人類に残された正義

カフェ豆店主は小説を読むことができません。もちろん文盲な訳はないですし、本が読めないわけでもありません。ところがなぜかはまったくわからないのですが、その本が小説だったらとたんに読むことができなくなるのです。ですからハイデガーやメルロ・ポンティについての評論は目を皿のようにして読むのだけど、夏目漱石の「坊ちゃん」も「吾が輩は猫である」さえも最初の数ページで断念してしまいます。自慢じゃないが川端康成太宰治も読んだことがありません(笑)。どんなに頑張っても感情移入する前に読み進む気力がなくなってしまうのです。ところが、ところがですね、ただひとり村上春樹さんの小説だけはベツバラ…いや、別物なんですなあ。なぜかはまったくわかりませんが、村上春樹の小説ほど素晴らしいと思える小説はほかにありません。それもそのはず、他の小説を読んだことがないのですから(笑)。最初にであった村上春樹の小説は「1977年のピンボール」でした。それから短編の「カンガルー日和」の面白さを共有できたことで結婚しようと思ったのが今のカミさんです。ですから村上春樹の小説をほかの小説と同じように読むことができなければ、今のかみさんとは結婚していなかったかもしれません(笑)。さてその我らが村上春樹大先生がやってくれましたね〜。もちろんあの「エルサレム賞」受賞スピーチのことですよ。
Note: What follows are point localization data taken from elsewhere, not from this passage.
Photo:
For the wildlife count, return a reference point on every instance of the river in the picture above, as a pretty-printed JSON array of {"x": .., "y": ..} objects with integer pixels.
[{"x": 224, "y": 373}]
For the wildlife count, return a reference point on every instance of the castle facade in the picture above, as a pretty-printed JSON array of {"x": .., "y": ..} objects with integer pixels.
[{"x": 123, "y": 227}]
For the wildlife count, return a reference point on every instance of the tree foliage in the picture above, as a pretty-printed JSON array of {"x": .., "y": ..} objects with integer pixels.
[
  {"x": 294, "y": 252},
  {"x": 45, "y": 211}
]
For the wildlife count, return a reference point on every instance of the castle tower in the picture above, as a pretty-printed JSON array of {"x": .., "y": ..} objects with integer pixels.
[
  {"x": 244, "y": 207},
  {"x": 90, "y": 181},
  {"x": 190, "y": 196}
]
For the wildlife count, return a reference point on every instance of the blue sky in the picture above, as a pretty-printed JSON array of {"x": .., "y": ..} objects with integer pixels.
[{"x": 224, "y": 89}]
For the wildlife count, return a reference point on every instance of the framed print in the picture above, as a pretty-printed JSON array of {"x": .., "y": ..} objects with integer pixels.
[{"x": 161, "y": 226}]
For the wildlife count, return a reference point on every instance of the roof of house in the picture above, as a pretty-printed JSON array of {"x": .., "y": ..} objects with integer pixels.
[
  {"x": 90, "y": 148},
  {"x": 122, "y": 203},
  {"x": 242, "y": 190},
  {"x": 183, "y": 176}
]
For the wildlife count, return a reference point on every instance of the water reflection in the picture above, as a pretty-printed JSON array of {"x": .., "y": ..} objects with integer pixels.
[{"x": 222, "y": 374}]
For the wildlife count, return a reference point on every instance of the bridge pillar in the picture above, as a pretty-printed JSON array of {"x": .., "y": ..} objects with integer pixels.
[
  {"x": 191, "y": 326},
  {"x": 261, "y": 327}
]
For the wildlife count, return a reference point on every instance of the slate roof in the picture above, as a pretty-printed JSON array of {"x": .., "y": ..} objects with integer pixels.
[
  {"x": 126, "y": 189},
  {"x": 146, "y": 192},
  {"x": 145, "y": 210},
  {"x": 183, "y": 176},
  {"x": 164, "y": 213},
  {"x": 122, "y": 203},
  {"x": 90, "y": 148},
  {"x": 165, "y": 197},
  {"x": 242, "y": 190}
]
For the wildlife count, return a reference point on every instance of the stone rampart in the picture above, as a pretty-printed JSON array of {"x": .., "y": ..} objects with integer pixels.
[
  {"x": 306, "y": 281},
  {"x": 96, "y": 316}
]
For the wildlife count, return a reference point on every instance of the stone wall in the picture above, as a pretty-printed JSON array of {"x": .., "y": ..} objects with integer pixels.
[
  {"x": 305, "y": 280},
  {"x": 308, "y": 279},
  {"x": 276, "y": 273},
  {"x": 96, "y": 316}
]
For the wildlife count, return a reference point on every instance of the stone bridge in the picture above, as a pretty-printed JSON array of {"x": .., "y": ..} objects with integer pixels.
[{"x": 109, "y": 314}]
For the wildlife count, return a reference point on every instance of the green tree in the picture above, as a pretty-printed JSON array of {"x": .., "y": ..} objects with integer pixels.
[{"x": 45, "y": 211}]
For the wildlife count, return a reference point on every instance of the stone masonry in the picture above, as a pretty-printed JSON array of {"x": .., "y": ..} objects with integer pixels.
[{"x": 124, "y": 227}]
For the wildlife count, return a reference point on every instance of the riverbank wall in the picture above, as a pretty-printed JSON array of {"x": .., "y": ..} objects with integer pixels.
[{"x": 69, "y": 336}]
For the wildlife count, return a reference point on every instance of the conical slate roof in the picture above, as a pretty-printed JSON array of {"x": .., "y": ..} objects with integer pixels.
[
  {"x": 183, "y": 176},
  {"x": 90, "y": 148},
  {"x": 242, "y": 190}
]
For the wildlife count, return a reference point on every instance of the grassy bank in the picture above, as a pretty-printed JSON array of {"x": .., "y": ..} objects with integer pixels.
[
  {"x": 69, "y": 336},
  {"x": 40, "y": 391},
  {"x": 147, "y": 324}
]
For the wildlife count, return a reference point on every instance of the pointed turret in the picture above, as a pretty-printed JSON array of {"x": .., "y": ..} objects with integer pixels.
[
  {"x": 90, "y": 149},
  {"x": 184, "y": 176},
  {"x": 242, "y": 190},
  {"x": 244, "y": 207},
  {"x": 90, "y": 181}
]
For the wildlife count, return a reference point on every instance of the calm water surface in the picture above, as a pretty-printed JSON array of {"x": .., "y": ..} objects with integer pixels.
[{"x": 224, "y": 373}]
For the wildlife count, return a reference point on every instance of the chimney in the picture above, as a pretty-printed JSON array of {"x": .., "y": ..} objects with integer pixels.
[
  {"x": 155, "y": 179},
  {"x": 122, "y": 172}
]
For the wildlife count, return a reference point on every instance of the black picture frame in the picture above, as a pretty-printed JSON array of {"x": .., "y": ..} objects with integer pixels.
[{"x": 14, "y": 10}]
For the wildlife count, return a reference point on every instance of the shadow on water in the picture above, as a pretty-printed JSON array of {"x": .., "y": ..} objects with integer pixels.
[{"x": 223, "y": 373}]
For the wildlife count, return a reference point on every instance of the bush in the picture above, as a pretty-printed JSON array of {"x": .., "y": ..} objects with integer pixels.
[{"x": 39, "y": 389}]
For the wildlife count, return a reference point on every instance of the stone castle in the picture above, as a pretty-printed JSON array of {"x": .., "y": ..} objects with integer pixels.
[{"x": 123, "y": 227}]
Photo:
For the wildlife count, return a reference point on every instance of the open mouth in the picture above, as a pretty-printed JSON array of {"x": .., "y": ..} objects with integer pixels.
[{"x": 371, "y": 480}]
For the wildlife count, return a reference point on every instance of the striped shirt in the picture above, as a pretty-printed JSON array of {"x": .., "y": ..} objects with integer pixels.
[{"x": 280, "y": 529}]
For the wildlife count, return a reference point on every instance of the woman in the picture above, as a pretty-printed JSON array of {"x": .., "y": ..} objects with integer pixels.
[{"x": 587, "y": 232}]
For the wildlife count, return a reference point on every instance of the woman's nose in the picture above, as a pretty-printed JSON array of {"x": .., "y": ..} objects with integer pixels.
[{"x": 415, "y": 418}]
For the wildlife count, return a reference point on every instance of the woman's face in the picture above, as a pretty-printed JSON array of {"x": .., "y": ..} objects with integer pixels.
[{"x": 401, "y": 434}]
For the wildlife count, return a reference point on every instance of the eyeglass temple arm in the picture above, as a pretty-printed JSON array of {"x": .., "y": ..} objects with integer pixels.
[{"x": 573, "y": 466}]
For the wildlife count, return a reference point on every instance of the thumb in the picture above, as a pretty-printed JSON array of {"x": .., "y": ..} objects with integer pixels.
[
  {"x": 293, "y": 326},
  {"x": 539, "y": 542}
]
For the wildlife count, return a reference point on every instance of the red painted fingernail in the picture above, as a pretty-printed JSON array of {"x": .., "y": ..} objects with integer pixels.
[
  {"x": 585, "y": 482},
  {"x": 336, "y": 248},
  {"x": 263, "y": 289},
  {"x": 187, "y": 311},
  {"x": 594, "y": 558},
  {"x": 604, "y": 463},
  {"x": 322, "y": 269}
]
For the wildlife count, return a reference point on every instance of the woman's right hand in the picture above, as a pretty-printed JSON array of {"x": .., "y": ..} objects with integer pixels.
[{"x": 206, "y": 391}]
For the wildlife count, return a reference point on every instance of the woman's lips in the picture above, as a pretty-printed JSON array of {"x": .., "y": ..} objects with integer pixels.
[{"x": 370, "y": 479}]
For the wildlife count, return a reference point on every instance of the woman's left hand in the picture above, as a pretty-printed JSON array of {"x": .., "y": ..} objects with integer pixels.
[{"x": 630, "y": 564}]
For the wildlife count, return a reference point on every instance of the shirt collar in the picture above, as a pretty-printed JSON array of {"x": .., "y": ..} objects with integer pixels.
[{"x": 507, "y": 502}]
http://www.47news.jp/47topics/e/93925.php
すばらしい!もう諸手を上げて、そして最高最大の賛辞で讃えられるべき勇気と知性ある行動だと感動しました。一点の曇りもなく同じ日本人の誇りです。どこまでカッコいいんだよ〜。これで彼は間違いないとされていたノーベル文学賞を自分から蹴散らしたわけです。ユダヤの本拠地に乗り込んでユダヤ帝国主義を批判したのですから、ユダヤの財閥がそんな彼にノーベル賞をあげるわけがありません。しかしそうまでしてでもあの場に赴いて言わなければならないと決意したのでしょう。そして彼が言っているのは単にユダヤの蛮行を批判しているだけではなく人間社会の本質を突きつつ、これから我々はどのように生きていくべきなのかという大きな投げかけを世界中に向かって発信したのです。オバマ大統領の就任演説は多くの人の心を捉えましたし、その大部分は本気で言っていることでしょう。が、それはあくまでアメリカの都合のうちにあります。決して悪いとは思いませんが、つまりまともな大統領の演説だと思います。それと比べるののもどうかとは思いますが、今回の村上氏のスピーチと行動はほんとうに偉大だと思います。私は今回の村上氏の行動を「人類に残された正義」だと思いました。この勇気ある行動が、ひとつのきっかけとなって大きな流れに続いていけばと願っています。自分たちでつくったシステムによって殺し合いをする人類にとって、自分の無知を知る勇気と、そのシステムが何なのかを見極める知性こそが必要なのだと。自分たちが世界でいちばん優秀な民族であり、その他は支配されるべき下級の民だという思い上がりの思想、つまり無知の無知こそが世界規模の殺戮を繰り返してきたと思います。それはなにも国際社会のことだけではなく、わたしたちの身近な生活意識の中にもしっかりはびこっているのだと思います。